3 Measuring Identity in Machines
Identity must produce empirical signals. Four measurable dimensions:
Aspect: Decision Persistence
Metric: Mean cosine similarity ≥ 0.75 between embedding trajectories of successive outputs for paraphrased prompts
Interpretation: Stability above 0.75 indicates consistent reasoning style; below 0.5 signals drift.
Aspect: Episodic Recall Accuracy
Metric: Precision/recall on multi-session “who/what/where/when” tasks (Kočiský et al. 2018)
Interpretation: ≥ 80 % recall = effective episodic linkage; < 50 % = context collapse.
Aspect: Preference Drift
Metric: KL-divergence of resonance-weight distributions across epochs
Interpretation: Gradual divergence (< 0.1 nats/epoch) = healthy adaptation; spikes > 0.5 = identity instability.
Aspect: Identity Transferability
Metric: Behavioural Δ before/after importing another model’s memory graph
Use Case: reproducing expert agents across domains or auditing safety replication.
Interpretation: Low Δ (< 10 %) = successful transfer of personality signature.

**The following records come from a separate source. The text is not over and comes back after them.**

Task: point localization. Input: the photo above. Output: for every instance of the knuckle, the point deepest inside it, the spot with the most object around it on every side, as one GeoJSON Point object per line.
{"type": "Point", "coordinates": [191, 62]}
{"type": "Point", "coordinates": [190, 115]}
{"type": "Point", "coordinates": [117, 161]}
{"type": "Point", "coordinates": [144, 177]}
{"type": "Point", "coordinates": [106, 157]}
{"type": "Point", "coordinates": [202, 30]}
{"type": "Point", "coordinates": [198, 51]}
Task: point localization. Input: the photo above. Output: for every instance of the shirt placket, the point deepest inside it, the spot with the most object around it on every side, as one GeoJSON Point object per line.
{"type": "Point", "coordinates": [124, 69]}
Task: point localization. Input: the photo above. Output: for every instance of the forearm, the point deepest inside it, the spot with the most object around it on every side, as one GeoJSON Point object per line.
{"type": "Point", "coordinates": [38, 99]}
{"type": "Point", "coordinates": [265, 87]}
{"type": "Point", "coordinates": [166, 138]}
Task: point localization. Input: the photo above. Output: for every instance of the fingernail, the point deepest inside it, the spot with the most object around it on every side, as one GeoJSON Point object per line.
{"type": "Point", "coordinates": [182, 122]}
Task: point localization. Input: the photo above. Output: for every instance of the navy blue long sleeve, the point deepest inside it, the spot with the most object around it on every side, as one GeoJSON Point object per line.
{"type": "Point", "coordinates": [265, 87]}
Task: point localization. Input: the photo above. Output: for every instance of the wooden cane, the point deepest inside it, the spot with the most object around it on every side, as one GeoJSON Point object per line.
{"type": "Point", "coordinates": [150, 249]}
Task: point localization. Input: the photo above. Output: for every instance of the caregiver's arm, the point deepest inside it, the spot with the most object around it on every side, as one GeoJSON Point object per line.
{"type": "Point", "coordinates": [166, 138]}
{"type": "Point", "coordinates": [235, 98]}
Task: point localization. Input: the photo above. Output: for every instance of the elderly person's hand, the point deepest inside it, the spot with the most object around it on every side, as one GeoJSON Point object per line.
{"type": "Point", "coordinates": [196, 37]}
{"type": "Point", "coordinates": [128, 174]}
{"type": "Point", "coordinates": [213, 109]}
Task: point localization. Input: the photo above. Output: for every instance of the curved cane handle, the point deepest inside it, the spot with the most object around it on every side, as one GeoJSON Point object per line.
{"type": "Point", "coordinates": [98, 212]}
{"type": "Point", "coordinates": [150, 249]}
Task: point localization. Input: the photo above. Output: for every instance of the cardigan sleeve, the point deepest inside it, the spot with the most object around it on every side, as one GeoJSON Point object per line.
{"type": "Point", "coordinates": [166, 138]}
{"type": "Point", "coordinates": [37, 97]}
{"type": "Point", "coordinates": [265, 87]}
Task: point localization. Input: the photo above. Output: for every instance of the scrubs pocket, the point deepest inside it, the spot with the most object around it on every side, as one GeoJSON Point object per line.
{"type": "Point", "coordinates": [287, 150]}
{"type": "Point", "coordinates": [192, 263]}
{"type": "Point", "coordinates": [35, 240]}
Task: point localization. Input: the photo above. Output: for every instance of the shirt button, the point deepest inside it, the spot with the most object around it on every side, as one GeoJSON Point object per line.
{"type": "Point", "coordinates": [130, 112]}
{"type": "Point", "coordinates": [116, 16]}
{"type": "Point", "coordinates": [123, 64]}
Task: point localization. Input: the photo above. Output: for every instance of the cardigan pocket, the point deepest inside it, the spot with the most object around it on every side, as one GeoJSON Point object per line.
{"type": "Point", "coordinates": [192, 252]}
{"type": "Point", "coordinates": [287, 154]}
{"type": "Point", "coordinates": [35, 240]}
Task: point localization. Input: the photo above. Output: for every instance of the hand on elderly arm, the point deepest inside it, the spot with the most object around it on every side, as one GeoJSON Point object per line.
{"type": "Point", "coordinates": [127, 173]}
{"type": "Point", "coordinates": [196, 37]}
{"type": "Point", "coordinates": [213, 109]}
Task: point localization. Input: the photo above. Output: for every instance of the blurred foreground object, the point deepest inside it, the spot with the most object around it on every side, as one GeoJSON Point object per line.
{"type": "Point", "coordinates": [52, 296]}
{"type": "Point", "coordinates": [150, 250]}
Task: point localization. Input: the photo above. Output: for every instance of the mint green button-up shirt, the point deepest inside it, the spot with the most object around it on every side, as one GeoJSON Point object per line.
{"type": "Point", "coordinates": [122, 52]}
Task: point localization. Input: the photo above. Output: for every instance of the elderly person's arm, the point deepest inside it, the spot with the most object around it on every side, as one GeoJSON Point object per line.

Thresholds mirror prior similarity-stability studies (Graves et al. 2016; Madaan et al. 2023).
Continuity QA Benchmarks — extend NarrativeQA (Kočiský et al. 2018) or Dialog bAbI (Weston et al. 2016) to multi-session tests:
Session 1: “My dog Max is afraid of fireworks.”
Session 2: “What did I say bothers Max?”
A model with episodic recall answers correctly without re-prompting.
Narrative Reasoning Benchmarks — use CLEVR (Johnson et al. 2017) or GQA (Hudson & Manning 2019) with temporal chains to measure event sequence accuracy.
Forgetting Tests — simulate GDPR deletion (European Commission 2018): delete “Patient ID 1234”; later queries must fail while retaining related knowledge (Cao & Reiter 2021).
Together these benchmarks quantify continuity and controlled forgetting — core conditions for machine identity.